Crawler Result Structure
The main Crawler
class processes documents and returns structured results:
@dataclass
class CrawlerResult:
"""Result of a document crawl operation."""
path: Path # Path to the document
title: str # Document title (from filename or content)
content: str # Normalized document content
language: str # Detected language code
metadata: Dict[str, object] # Additional metadata
def to_chunk_data(self) -> Dict[str, Any]:
"""Convert to format suitable for indexer."""
Japanese Text Processing
The Japanese text subsystem provides:
- Automatic encoding detection (UTF-8, Shift-JIS, EUC-JP)
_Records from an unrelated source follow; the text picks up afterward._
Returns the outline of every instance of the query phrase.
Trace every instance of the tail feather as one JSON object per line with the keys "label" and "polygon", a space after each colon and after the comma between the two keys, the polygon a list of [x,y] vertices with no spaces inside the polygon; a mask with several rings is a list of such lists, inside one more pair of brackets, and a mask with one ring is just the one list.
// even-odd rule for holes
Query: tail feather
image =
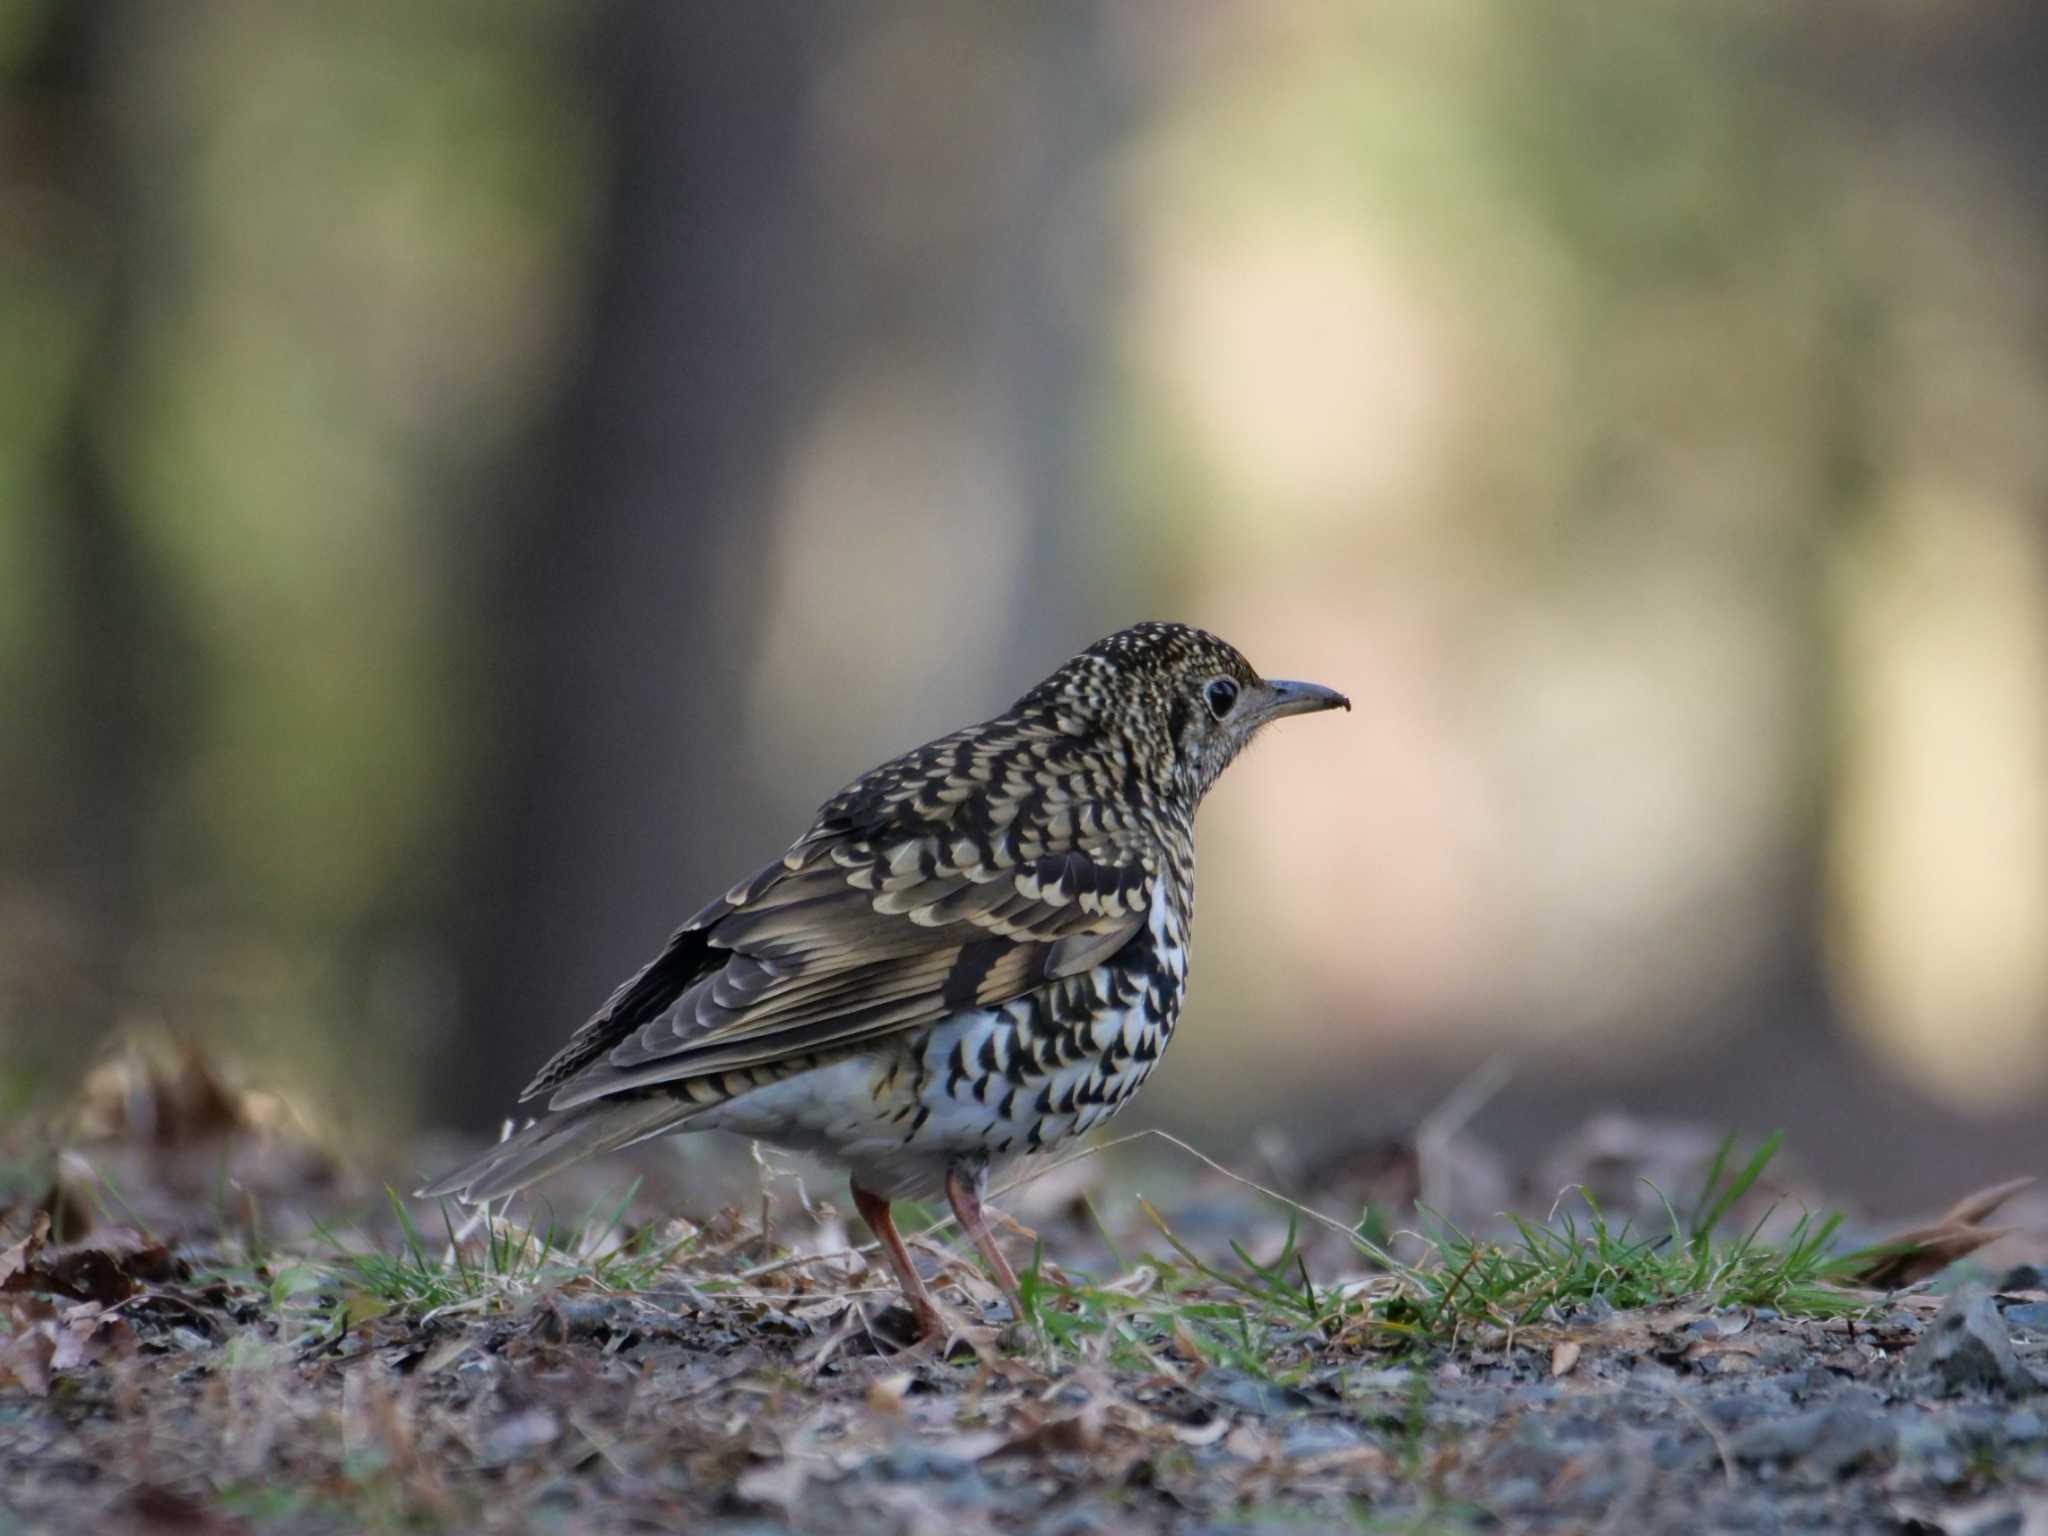
{"label": "tail feather", "polygon": [[672,1130],[703,1108],[671,1098],[599,1099],[536,1120],[475,1162],[414,1191],[421,1199],[454,1195],[468,1204],[495,1200],[571,1163]]}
- Encoding conversion to UTF-8 for consistent processing
- Initial text normalization for Japanese content
- Character set validation and repair
def process_japanese_text(content, encoding):
# Implementation details
# Returns normalized UTF-8 text
Data Flow
- User specifies directories to index
- Crawler discovers all matching documents
- For each document:
- Extract content based on file type
- Detect language and encoding
- Apply appropriate text normalization
- Extract metadata
- Pass normalized documents to the Indexer
Configuration Options
The Crawler is configured through the following settings in config.yaml
:
crawler:
depth: 10 # Maximum directory traversal depth
include_patterns: # File patterns to include
- "*.txt"
- "*.md"
- "*.html"
- "*.py"
- "*.java"
exclude_patterns: # Patterns to exclude
- "*/node_modules/*"
- "*/venv/*"
respect_gitignore: true # Whether to respect .gitignore files
# Japanese encoding detection is automatic
max_workers: 4 # Number of parallel workers for processing
# Hard-coded values (no longer configurable):
# max_file_size: 10MB # Maximum file size
# follow_symlinks: false # Never follow symbolic links
Performance Considerations
- Uses parallel processing for I/O-bound operations
- Implements streaming for large file handling
- Only re-processes documents that have changed
- Efficiently manages memory usage for large directory structures
Integration with Other Components
The Crawler provides documents to the Indexer in a standardized format:
document = {
"path": "/path/to/file.txt",
"title": "Document Title",
"content": "Normalized document content...",
"language": "ja",
"metadata": {
"created_at": "2025-05-01T12:34:56",
"modified_at": "2025-05-15T09:12:34",
"file_size": 1234,
# Other metadata
}
}
This standardized format ensures clean separation between the Crawler and Indexer components.